13 Bootstrap variants & clustering

didgpu supports two bootstrap kinds for didgpu_cs() and didgpu_fect():

Kind Description When to use
"cluster" unit-level resampling, fit refit per replicate classical, agnostic about the inference. Slow at large B.
"multiplier" influence-function multiplier on per-unit IFs much faster (no refit per replicate). Requires the IF representation, which all estimators in didgpu have.

For didgpu() only the cluster bootstrap is supported (the dynamic estimator’s IFs require additional work that is on the roadmap).

13.1 Specifying a cluster

By default the bootstrap clusters on the unit:

fit <- didgpu(..., bootstrap_reps = 500)

If your unit is not the natural cluster (panel of student outcomes where the policy varies at the school level, etc.), pass cluster:

fit <- didgpu(
  panel, ...,
  cluster        = "school_id",
  bootstrap_reps = 500
)

13.2 Resampling at multiple levels

For multi-way clustering (e.g. classroom-within-school), use a composite cluster id:

panel$cluster_composite <- paste(panel$school_id, panel$classroom_id, sep = ":")
fit <- didgpu(panel, ..., cluster = "cluster_composite", bootstrap_reps = 500)

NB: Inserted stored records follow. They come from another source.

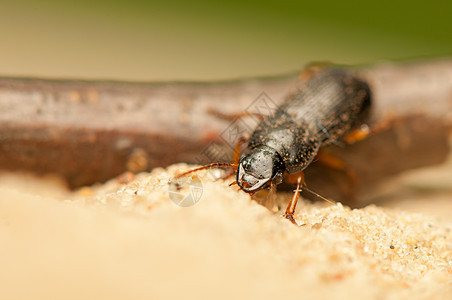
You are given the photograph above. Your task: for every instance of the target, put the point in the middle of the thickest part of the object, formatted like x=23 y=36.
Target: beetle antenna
x=318 y=195
x=209 y=166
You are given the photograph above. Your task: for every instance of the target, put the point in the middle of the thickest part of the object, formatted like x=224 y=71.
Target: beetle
x=324 y=109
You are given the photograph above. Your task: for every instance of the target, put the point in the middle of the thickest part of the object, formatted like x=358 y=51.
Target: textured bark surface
x=89 y=132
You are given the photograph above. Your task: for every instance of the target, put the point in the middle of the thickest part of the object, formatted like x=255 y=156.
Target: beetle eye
x=248 y=182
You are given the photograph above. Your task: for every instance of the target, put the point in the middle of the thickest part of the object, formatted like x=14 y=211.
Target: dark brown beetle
x=325 y=109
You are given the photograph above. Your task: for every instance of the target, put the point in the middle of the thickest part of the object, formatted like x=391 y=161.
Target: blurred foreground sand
x=118 y=241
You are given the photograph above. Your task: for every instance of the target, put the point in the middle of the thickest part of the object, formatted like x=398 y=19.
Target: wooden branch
x=90 y=131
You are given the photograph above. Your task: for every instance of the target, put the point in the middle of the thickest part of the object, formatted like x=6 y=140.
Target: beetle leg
x=293 y=203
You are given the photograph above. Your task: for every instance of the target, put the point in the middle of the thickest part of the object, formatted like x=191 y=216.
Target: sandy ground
x=130 y=240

didgpu’s resampler is a 1-pass random hash of clusters → reps, so it scales linearly in B.

13.3 Multiplier bootstrap

cs <- didgpu_cs(
  panel, ...,
  est_method     = "DR",
  bootstrap_reps = 5000,
  bootstrap_kind = "multiplier",
  seed           = 17
)

This is the fast variant. It uses per-unit influence functions \(\psi_i\) and Rademacher / Mammen multipliers \(\xi_b\):

\[ \hat\theta^{(b)} - \hat\theta \approx \frac{1}{n} \sum_i \xi_b \, \psi_i \]

On the GPU, all of this is a couple of GEMVs and a Cholesky per multiplier — vastly faster than refitting the inner estimator 5000 times.

Tip

A worked example comparing cluster and multiplier bootstrap SEs on the same panel (they agree to ~1e-2 at B = 2000) is in progress.